The US alleged that Meng had lied to major banks, including HSBC, about Huawei’s business dealings in Iran.
It was a show of power by then President Trump who was involved in an ugly trade war with China and mounting domestic pressures.
It was also a direct challenge to Chinese President Xi Jinping.
Meng faces up to 30 years in prison on bank and wire fraud charges if extradited and convicted.
Fast-forward three years and Trump’s long gone but Meng is still under house arrest in Vancouver and the case winds on through the Canadian courts.
If Huawei thought that the Biden administration would be more accommodating it got a nasty surprise when Biden extended Trump’s ban and set aside $54 billion USD to shore up America’s semiconductor production and 5G technology.
In an interview with NPR Andy Purdy, Huawei’s chief security officer in the US, described the company’s situation in sporting terms – “We’re in the penalty box or actually more likely we are… kicked out of the league for a while.”
He’s right – Huawei has lost multiple, highly profitable 5G contracts around the world because of security concerns but perhaps more significant is that the brand, outside of China, has been tarnished, perhaps beyond prepare.

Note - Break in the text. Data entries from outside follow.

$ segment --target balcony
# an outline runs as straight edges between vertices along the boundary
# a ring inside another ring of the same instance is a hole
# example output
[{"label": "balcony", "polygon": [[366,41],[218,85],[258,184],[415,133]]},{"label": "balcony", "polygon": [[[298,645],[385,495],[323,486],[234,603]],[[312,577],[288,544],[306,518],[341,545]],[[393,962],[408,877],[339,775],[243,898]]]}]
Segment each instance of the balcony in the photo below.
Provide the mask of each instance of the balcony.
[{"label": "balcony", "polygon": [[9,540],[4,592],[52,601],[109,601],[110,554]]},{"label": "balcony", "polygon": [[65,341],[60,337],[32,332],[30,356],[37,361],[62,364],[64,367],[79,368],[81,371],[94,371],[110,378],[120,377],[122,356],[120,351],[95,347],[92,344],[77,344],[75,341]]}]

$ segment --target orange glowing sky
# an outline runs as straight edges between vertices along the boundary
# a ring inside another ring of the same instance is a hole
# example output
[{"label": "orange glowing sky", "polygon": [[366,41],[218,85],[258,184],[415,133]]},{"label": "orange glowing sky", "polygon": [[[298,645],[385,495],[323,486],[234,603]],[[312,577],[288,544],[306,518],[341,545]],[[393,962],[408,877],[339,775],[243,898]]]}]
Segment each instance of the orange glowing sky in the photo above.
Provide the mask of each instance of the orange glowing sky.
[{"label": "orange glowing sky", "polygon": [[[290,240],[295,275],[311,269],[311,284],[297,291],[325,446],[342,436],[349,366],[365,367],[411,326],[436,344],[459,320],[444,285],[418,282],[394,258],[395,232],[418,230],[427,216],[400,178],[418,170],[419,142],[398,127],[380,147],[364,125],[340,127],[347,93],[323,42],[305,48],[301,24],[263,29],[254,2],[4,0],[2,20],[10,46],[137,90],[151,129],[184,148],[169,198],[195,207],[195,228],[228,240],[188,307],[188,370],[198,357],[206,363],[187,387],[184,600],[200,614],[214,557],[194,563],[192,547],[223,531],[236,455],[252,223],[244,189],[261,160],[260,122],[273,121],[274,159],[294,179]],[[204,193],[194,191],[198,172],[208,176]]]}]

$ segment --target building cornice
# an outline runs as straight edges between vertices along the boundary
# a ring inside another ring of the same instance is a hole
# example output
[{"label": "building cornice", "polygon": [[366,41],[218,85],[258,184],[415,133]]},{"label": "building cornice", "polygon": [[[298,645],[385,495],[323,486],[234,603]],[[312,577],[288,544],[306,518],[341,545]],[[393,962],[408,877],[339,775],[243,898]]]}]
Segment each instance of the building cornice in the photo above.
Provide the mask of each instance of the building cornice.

To extend the sporting metaphor Huawei’s the Lance Armstrong of the tech world.
But have regulators in Australia, NZ, the UK, US and Europe got it wrong?
Is Huawei really a security concern, or just unfairly associated with China’s authoritarian regime?
On its website Huawei contends it has no connection with the Chinese government – describing itself as “a private company wholly owned by its employees…No government agency or outside organization holds shares in Huawei.”
While that might be true, observers remain suspicious – citing the fact that Ren Zhengfei’s military history helped Huawei secure its first big contracts.
Many commentators view Huawei as a de facto branch of the Chinese government which has made no secret of its pride in Huawei’s success – describing it as “a national champion”.
William Snyder, Professor of Law at Syracuse University, believes that – “Even if Huawei is not committing the sort of crimes for which a US grand jury indicted it, any company that supplies such a large percentage of the market for components of telecommunications networks and has such ties to the People’s Liberation Army is a threat” – noting that Huawei’s obligated to operate under Chinese laws regarding cooperation with Chinese military and intelligence agencies.
Here, the Government Communications Security Bureau blocked Spark from working with the company in 2018. Long time Huawei partner 2degrees also ditched the company choosing to work with Ericsson on its 5G network.
The danger, according to the GCSB, was that modems in 5G radio network controllers supplied by Huawei could have been configured to secretly mirror communications to a hidden internet address.
While there has been no evidence that Huawei has been involved in any sort of security leak the suspicion, shared by multiple governments around the world, has been damning and Huawei has since backed out of any involvement with 5G in New Zealand.
While the company continues to fight the US bans in court (with little success) they’ve also started to pivot – developing their own operating system and creating an App Gallery.
It’s also doubling down on software development, digital power solutions, expanding its rural connectivity, cloud computing, solar and “non-telco” wireless technologies, recently announcing a deal with Volkswagen to licence and integrate Huawei’s 4G technology into 30 million vehicles.
Huawei – which has a market value that is still north of $150 billion USD – might be down but it’s certainly not out.
Nevertheless the situation Meng finds herself in, a legal limbo driven by wider geopolitical forces, is an apt summation of Huawei’s current dilemma.
Still, she’ll be able to take a pretty good home-d selfie with the new P50 Pro.